Real world example: We have models Order and Payment. Orders have many payments, so client could try another form of payment if first try failed for whatever reason.

class Order < ActiveRecord::Base
  has_many :payments
end

class Payment
  belongs_to :order
  scope :paid, -> { where(state: %W[authorized charged]) }
end

problem: How to fetch only “paid” orders? In this case, orders having at least one payment in 'authorized' or 'charged' state.

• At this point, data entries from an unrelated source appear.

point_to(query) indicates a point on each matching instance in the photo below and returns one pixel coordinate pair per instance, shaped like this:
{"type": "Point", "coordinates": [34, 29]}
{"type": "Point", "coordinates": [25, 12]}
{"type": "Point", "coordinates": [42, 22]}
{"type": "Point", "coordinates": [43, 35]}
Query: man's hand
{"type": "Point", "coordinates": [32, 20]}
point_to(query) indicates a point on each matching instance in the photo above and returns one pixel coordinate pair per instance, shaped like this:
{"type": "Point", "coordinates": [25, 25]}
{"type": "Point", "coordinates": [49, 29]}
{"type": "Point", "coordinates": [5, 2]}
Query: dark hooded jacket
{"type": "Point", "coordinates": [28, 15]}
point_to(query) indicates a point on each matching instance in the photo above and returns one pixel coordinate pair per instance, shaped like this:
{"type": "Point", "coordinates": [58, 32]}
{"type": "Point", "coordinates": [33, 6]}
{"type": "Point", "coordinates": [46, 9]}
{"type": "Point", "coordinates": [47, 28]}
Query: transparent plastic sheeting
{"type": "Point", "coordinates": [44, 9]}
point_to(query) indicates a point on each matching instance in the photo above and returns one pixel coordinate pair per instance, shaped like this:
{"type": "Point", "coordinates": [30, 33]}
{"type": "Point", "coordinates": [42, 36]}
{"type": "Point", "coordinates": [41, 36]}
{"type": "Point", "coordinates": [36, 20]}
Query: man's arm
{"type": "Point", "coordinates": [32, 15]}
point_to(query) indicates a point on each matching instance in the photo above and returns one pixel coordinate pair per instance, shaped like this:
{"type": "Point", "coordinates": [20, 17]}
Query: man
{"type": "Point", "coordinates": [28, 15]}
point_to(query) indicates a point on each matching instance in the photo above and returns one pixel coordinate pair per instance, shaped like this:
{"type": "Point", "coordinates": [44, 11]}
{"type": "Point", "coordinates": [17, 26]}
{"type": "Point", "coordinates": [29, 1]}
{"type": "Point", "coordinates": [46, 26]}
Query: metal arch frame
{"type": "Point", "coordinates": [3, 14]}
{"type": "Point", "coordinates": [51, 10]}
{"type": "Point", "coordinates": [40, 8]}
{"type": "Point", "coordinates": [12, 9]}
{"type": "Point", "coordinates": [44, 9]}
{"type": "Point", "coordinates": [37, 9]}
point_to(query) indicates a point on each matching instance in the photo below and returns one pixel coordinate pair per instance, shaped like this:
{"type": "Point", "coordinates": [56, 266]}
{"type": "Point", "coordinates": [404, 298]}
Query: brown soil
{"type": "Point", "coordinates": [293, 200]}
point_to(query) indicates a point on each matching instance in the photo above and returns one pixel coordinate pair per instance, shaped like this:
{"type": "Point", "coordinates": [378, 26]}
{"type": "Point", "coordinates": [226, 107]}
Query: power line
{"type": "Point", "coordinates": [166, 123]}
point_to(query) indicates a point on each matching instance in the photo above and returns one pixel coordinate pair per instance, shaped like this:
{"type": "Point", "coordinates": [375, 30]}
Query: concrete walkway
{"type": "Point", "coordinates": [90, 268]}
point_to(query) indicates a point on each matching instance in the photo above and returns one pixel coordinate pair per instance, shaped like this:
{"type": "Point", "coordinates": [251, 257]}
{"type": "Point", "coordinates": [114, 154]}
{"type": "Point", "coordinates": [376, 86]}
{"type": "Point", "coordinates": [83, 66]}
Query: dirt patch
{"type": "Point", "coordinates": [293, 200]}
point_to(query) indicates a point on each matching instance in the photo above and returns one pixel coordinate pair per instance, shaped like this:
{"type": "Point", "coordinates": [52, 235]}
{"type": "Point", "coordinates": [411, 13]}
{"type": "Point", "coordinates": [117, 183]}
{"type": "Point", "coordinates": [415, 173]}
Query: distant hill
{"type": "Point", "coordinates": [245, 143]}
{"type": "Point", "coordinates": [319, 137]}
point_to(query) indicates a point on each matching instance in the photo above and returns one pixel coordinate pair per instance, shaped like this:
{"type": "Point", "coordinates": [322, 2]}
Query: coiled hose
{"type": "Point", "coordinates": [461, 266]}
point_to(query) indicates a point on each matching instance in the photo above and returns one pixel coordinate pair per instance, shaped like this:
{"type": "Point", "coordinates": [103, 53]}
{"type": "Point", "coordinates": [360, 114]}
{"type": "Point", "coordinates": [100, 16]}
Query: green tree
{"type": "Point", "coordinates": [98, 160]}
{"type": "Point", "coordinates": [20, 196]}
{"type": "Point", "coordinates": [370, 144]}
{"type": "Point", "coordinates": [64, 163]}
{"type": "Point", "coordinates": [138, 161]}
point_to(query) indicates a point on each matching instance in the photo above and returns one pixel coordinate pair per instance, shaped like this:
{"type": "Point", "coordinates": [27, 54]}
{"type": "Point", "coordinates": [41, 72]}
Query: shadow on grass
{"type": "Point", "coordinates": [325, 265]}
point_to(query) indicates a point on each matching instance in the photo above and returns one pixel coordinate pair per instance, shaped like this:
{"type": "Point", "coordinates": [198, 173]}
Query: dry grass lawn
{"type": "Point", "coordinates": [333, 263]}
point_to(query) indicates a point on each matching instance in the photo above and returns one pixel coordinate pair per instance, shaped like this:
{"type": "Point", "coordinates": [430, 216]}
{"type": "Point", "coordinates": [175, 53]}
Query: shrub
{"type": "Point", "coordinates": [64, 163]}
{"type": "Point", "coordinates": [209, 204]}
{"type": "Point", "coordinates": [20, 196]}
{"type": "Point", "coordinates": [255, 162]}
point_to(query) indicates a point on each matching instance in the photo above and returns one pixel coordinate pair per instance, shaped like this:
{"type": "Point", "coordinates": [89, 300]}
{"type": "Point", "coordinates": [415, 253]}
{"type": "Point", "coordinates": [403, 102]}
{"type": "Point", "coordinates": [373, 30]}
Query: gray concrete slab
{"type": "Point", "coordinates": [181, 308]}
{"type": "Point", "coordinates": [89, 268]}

First, I’ve tried to count such orders using activerecord.

Order.joins(:payments).where(payments: {state: %W[authorized charged]})
  .count("distinct orders")

It works, but for some reason resulting join is quite inefficient. And it doesn’t help to actually fetch orders. I don’t need payments though, I just want to know if corresponding paid payments exist!

Let’s try plain old SQL (almost):

class Order < ActiveRecord::Base
  scope :paid, -> {
    where(
      "EXISTS( SELECT 1 FROM payments WHERE payments.order_id = orders.id" \
      " AND payments.state IN (?))", %W[authorized charged]
    )
  }
end

Works much faster! But it isn’t very DRY. I had to repeat Payment.state condition. Maybe Arel could help me?

class Order < ActiveRecord::Base
  scope :paid, -> {
    where( Payment.paid.where("payments.order_id = orders.id").exists )
  }
end

Turns out, Arel provides exists method on all your active record scopes, which returns Arel “node” for EXISTS(subquery for your scope). I just stumbled upon it on Stack Overflow, but couldn’t find any mention of that method in Rails Guides or docs.

You can write "payments.order_id = orders.id" portion using Arel too, but I don’t find it particularly readable:

...where(Payment.arel_table[:order_id].eq(Order.arel_table[:id]).exists

But wait! Isn’t EXISTS() just another form for IN ()? Active record already provides us with convenient shortcut for IN (?) predicates:

class Order < ActiveRecord::Base
  scope :paid, -> { where( id: Payment.paid.select(:order_id) ) }
end

Neat! Check out Order.paid.to_sql:

SELECT "orders".* FROM "orders" WHERE "orders"."id" IN (
  SELECT "payments"."order_id"
  FROM "payments"
  WHERE "payments"."state" IN ('charged', 'authorized')
)

To my (not so much) surprise, Order.paid.explain shows the same query plan (on postgresql, which probably matters there) as previous variant. You’re welcome.

So, what’s going on there? One more useful but undocumented feature in active record is that you can put ActiveRecord::Relation instance as argument for where(column: ...), and it will be inserted into resulting query as IN(subquery). Resulting in one query, not two, as one could expect, and avoiding returning to your application (possibly huge) subquery result.

P.S. Check out ActiveRecord::PredicateBuilder.register_handler! Looks like it could be quite useful with some domain specific value objects. Like Money, for example. I’ll investigate further.